We also recognise that our own reflection and reform are not enough. The structural violence we work within and around; from border militarisation to capitalist extraction and imperialist wars,  cannot be dismantled through NGO reforms alone. Real solidarity demands material redistribution of resources and power, and an active commitment to supporting grassroots and abolitionist movements led by those most impacted, even when their demands challenge the very systems that make our own work possible. Without confronting capitalism, imperialism, and state violence directly, we risk turning solidarity into a performance, rather than a practice of resistance. In a moment of widespread funding crises across the humanitarian and human rights sector, how can organisations meaningfully  commit to this redistribution? The metrics of impact that dominate our field can erase slow, relational work, community trust-building, and deep, political alignment in favour of scalable outputs and acceptable critique.

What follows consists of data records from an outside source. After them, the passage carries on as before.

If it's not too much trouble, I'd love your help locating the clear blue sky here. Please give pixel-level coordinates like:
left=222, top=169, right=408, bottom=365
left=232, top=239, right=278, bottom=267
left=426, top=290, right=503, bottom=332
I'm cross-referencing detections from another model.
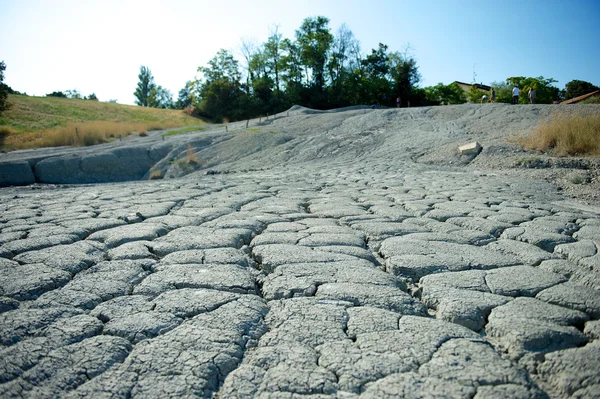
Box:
left=0, top=0, right=600, bottom=104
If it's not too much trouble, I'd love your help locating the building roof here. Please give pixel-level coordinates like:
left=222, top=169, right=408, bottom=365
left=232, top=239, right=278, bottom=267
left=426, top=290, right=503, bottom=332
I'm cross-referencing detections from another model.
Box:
left=561, top=90, right=600, bottom=104
left=452, top=80, right=491, bottom=91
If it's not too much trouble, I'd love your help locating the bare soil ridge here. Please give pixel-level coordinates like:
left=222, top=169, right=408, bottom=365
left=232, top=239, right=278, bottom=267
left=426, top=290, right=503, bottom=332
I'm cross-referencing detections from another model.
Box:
left=0, top=104, right=600, bottom=204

Can an NGO ever truly escape the structures that make its existence possible? In many cases, NGOs often decide which criticisms of power are allowed to be heard, and which are too ‘political’ or ‘radical’ to support, effectively policing the boundaries of dissent. These questions aren’t easy, and we know these reflections may challenge the assumptions that fund our field, they are necessary if we are to claim solidarity without reproducing the same systems we oppose.Our discomfort and self-awareness should not remain at the level of moral or symbolic gestures but must translate into concrete, transformative actions that materially shift power. Dismantling Frontex, defunding violent border regimes, and advancing reparations for colonial harms are essential steps toward dismantling the structural violence underpinning Europe’s border and migration policies.

Real solidarity is not a performance, but a practice. If European unity is to mean anything, it must be remade through the eyes and demands of those our systems exclude. By building a culture that allows for disagreement, reflection, and repair, we may come to understand that discomfort is not failure, but a sign we might finally be listening in a way that is long overdue.